Writing Tools that Don't Suck
Ok, I know I promised more KubeCon and/or NSDI content, but that'll have to wait until next week. I've got a topic on my mind that I can't get rid of until I write about it: namely, software tooling. This is inspired by a few different things: first, one of the topics I've had on my backlog of blog post ideas is "useful tips and tools"—when I first put this on there, I thought it might just end up being a laundry list dump of "hey, did you know that eza
is better than ls
?", which, frankly sounds about as boring to me to write as it sounds for you all to read, so it's just been hanging out on the backlog.
But, recently, I've been doing a bunch of work with ansible to try to automate some of my infrastructure needs, and also I've been writing a bunch of tooling to help me with my SimKube data analysis—more on this in a bit. Additionally, Hillel Wayne just wrote a very timely post on software friction, which has been resonating with me a lot, and lastly I've been doing some reflection recently on previous experiences where, not only was writing tooling not prioritized, it was actively discouraged. All of these musings have led me to this post. I'm pretty sure I'm not saying anything new, unusual, or controversial in here, and I've seen plenty of other blogs around the Internet saying the same things, but people (apparently) aren't listening to those posts so I’mma say it again.
What's tools, precious??
You have a job to do. That job is to write software, and (hopefully, if you are lucky) get that software in front of some users. And, (if you are exceptionally lucky) that software will actually do the thing it is supposed to do without making the user's life noticeably worse. This post is not about any of that. This post is about the things you need in order to make your primary job easier.

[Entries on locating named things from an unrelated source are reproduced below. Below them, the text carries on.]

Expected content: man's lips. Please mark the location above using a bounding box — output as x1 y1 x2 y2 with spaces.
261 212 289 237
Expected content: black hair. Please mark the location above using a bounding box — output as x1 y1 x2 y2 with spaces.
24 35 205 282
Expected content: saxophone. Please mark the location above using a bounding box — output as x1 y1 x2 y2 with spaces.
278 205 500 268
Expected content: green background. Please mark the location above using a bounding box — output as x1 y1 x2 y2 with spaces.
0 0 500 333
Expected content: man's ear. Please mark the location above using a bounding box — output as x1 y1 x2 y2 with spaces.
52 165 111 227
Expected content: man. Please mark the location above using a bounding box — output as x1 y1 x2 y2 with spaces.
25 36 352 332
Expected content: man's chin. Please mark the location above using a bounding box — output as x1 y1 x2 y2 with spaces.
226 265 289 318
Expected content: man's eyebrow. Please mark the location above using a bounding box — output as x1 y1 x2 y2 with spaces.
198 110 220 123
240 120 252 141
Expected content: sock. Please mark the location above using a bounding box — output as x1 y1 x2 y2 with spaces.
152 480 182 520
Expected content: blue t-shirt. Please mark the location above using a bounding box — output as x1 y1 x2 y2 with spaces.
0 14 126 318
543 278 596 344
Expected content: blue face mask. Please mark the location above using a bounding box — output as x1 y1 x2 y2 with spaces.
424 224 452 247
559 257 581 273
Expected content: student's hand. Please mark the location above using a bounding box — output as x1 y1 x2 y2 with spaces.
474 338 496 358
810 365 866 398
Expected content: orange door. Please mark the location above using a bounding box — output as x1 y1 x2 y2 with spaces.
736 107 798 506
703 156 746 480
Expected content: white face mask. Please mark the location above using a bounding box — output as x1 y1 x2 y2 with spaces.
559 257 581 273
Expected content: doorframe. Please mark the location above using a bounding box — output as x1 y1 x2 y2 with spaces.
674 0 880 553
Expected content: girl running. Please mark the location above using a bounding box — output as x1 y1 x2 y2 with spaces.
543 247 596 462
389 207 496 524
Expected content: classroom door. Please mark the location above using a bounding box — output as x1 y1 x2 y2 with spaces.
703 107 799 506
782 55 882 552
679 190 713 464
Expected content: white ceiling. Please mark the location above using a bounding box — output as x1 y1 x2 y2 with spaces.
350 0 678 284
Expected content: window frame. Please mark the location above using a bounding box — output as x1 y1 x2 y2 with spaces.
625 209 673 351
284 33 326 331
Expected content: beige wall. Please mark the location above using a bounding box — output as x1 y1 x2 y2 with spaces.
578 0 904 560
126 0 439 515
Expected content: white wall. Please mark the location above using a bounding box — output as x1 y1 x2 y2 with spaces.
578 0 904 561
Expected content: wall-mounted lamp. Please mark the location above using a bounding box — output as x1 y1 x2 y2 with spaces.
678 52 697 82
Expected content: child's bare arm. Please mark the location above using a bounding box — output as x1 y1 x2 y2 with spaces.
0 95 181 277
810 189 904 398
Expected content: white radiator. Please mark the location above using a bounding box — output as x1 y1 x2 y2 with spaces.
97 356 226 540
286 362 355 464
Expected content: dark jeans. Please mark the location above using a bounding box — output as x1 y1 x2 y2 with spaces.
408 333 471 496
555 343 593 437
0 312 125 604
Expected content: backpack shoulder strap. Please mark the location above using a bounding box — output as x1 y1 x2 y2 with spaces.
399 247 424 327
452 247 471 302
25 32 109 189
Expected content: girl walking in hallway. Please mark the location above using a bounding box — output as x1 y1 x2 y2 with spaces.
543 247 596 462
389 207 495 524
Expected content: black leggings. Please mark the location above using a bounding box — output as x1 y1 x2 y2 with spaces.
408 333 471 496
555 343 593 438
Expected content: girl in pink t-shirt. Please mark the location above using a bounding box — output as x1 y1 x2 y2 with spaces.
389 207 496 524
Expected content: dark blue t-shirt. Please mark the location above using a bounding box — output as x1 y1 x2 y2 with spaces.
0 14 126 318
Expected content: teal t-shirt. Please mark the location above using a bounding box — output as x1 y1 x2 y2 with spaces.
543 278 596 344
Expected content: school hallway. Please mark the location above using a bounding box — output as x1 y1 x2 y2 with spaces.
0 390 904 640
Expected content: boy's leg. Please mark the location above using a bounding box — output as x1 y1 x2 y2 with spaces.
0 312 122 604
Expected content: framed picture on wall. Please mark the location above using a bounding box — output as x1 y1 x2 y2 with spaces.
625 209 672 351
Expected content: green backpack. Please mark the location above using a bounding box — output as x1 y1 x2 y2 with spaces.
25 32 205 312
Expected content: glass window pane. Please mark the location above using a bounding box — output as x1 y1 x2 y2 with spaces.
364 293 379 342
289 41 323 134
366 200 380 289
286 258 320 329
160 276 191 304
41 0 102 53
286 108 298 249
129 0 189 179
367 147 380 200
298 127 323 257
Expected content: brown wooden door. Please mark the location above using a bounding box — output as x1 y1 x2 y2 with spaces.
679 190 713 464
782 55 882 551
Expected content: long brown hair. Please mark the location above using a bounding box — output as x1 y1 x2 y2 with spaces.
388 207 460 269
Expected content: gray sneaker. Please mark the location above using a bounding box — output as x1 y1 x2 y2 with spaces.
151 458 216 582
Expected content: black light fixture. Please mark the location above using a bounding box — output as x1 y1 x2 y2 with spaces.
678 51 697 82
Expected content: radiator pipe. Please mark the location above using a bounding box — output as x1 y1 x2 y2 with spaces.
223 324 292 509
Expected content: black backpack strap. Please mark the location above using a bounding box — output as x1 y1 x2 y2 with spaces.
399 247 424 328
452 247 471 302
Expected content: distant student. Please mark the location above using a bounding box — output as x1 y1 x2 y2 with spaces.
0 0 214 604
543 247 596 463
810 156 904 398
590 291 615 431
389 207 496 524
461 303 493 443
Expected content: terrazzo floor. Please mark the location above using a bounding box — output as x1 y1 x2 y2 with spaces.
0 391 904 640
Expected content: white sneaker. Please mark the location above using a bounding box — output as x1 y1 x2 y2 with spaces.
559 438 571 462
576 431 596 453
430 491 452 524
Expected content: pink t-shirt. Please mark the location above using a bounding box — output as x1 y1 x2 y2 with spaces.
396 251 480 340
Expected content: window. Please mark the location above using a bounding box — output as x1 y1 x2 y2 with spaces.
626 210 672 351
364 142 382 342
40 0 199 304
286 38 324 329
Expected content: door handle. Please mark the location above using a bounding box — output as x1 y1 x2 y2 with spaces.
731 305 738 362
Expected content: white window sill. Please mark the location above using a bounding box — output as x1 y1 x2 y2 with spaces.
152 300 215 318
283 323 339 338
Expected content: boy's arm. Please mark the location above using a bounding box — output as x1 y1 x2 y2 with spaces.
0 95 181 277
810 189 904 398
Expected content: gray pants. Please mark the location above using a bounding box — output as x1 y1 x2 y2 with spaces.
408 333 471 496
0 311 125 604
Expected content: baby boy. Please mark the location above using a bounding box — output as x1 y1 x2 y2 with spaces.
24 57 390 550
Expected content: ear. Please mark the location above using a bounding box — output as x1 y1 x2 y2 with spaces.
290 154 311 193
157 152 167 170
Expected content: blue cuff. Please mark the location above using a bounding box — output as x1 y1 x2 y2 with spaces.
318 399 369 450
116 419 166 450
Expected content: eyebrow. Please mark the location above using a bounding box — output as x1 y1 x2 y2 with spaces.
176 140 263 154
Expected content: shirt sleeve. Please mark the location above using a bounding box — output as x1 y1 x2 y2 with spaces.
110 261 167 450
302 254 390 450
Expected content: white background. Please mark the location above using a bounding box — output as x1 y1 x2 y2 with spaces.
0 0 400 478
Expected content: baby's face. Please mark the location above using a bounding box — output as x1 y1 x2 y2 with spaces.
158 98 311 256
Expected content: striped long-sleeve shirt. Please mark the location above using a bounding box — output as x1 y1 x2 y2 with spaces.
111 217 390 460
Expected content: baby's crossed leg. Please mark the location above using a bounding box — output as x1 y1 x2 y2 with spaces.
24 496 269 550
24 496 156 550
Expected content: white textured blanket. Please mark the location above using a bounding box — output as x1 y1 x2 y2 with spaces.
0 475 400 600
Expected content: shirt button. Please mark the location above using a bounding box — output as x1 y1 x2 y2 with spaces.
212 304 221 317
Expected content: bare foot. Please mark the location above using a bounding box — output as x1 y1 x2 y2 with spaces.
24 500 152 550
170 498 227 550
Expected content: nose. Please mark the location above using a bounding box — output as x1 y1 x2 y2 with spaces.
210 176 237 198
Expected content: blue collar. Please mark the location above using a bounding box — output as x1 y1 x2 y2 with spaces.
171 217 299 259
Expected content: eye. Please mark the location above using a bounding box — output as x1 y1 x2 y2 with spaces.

Every profession needs tools. Some tools are more-or-less required (you can't get the job done if you don't have them). If you're a carpenter, you probably need a saw. If you're a coder, you need something that's approximately in the shape of a compiler12. Other tools are optional: you don't have to have them, but they're sure gonna make your life easier if you do have them. A drill with a screwhead bit is a lot easier to use than a screwdriver. An automated variable rename/refactor utility in your IDE is a lot easier (and potentially safer) than doing a find-and-replace by hand.
There's also a time-honored tradition in carpentry of making your own tools, and there's a reasonably well-known book called The Pragmatic Programmer which makes the same comparison to carpentry that I'm making here3. The point is, in carpentry, you know how to make stuff with your hands, so if a tool doesn't exist that's gonna make your life easier, you can just make it. Same thing with software: as a programmer, you know how to make computers do things, so if a computer isn't doing a thing for you and having the computer do the thing for you will make your life easier, you can just tell the computer to do the thing4.
In this essay I will
Go slow to go fast—and safe
(I hope you all appreciated the joke at the end of the last section)5
One of my guiding principles at ACRL is that if I'm going to be effective, I need to be fast, but not in a "move fast and break things" kind of way. I would rather "move fast and do things right"—and a bit counter-intuitively, the only way to do that is by starting slowly. See, there's this weird tradeoff in writing tools: writing the tools themselves takes time, and that's time that you could be spending working on your product. You could, for example, spend half a day pushing buttons on the AWS console getting some EC2 instances deployed. If you just have to do this once, maybe it's not worth writing the tool, but if you are constantly spinning up new infrastructure, or making changes to your existing infrastructure, you're probably going to want some automation to help. Not only is it faster, it's also safer. You never have to worry about forgetting to push the "Don't charge me $10b/day" button that's hidden in the Special Operations dropdown of the Advanced Configuration settings for the EC2 Instance Launch Configuration Generator Generator6.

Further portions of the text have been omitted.